Heloisa, dokter yang disebutkan sebelumnya, berusaha menahan perasaannya setelah ibunya meninggal. ”Awalnya saya menangis,” katanya, ”tapi saya segera menekan perasaan saya​—seperti yang biasa saya lakukan ketika pasien saya meninggal. Barangkali karena itu, saya jatuh sakit. Inilah nasihat saya kepada mereka yang ditinggal mati orang tercinta: Ungkapkan dukacita Anda! Keluarkan perasaan Anda. Anda akan merasa lega.”

Namun, seraya hari-hari dan minggu-minggu berlalu, Anda mungkin merasa seperti Cecília, yang ditinggal mati suaminya karena kanker. ”Kadang,” katanya, ”saya kesal pada diri saya karena menurut beberapa orang, saya mestinya sudah tidak berduka lagi sekarang.”

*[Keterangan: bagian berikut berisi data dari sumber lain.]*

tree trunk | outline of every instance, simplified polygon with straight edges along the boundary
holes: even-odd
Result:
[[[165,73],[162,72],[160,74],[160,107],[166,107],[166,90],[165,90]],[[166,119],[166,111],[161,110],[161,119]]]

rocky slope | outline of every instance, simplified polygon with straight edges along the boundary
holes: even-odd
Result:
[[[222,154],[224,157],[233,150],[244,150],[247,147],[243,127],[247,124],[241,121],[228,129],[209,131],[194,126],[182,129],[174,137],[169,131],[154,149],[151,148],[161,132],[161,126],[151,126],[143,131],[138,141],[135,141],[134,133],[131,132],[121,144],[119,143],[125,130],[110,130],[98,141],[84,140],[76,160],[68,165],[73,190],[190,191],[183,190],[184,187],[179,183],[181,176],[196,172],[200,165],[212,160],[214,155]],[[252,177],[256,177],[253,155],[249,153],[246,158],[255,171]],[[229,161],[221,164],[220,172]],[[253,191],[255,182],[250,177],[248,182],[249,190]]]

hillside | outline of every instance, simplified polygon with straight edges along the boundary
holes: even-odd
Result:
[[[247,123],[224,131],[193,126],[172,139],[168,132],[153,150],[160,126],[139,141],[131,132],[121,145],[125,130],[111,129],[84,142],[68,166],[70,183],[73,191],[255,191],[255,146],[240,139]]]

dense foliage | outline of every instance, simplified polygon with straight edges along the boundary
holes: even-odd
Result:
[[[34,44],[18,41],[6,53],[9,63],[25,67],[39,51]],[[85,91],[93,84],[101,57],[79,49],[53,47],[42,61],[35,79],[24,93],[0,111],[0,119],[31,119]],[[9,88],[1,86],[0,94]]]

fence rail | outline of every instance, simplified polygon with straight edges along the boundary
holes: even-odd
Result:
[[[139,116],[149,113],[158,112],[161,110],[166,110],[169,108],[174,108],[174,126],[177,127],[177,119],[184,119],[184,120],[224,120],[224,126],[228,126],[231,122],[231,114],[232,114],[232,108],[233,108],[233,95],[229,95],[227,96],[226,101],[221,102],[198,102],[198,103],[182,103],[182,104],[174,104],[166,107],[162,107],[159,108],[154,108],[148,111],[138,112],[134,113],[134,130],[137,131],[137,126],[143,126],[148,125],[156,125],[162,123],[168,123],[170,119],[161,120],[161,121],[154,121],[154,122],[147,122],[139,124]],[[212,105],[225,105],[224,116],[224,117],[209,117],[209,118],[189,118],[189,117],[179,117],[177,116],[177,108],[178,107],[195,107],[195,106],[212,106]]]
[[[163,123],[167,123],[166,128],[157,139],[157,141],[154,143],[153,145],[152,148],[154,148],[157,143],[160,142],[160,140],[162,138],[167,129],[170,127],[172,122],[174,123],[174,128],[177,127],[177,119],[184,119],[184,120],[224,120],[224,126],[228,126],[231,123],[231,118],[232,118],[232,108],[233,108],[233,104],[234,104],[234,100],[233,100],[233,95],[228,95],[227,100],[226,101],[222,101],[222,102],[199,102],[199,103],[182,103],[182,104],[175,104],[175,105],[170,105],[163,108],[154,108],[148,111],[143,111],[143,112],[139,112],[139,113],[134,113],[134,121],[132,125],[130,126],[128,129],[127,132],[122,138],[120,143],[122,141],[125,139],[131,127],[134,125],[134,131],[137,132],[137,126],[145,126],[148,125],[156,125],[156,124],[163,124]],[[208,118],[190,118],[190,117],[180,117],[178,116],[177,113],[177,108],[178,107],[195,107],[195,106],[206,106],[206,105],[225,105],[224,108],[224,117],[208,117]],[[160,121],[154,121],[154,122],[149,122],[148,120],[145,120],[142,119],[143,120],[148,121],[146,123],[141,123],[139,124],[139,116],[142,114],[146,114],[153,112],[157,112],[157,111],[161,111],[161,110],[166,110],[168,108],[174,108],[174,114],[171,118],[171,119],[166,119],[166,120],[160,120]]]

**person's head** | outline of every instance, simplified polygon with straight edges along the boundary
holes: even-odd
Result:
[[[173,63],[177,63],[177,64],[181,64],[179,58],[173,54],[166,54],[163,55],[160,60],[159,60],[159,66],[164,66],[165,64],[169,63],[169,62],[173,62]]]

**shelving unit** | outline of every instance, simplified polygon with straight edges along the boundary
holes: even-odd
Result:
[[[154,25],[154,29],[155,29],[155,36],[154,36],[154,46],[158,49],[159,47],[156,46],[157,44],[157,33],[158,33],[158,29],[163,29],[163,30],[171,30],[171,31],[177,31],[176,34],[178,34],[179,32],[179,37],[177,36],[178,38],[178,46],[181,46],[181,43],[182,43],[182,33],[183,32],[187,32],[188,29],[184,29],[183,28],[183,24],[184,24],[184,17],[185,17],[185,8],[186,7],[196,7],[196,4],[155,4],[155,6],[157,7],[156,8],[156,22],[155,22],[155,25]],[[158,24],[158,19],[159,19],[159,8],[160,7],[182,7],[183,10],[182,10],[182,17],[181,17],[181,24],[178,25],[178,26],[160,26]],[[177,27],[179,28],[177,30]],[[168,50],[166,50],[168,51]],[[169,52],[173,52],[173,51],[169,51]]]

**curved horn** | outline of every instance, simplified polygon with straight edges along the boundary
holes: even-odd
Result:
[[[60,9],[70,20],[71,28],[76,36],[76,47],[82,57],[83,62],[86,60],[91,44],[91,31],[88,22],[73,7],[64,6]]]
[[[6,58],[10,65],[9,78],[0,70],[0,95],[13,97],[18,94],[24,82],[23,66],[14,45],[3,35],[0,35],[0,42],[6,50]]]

Jika Anda merasa seperti itu, jangan lupa bahwa tidak ada cara yang ”baku” untuk berduka. Ada yang sanggup melewatinya dengan cepat. Tetapi, bagi yang lain, proses dukacita tidak bisa dipercepat, jadi jangan merasa terdesak untuk memenuhi ”tenggat waktu” kapan seharusnya Anda pulih. a

Tetapi, bagaimana jika kepedihan Anda tak kunjung berakhir dan Anda menjadi letih karena putus asa? Barangkali pengalaman Anda mirip pengalaman Yakub, pria saleh yang, kala diberi tahu bahwa putranya Yusuf telah tewas, ”tetap menolak untuk dihibur”. (Kejadian 37:35) Kalau begitu, langkah praktis apa saja yang bisa Anda ambil agar tidak larut dalam dukacita?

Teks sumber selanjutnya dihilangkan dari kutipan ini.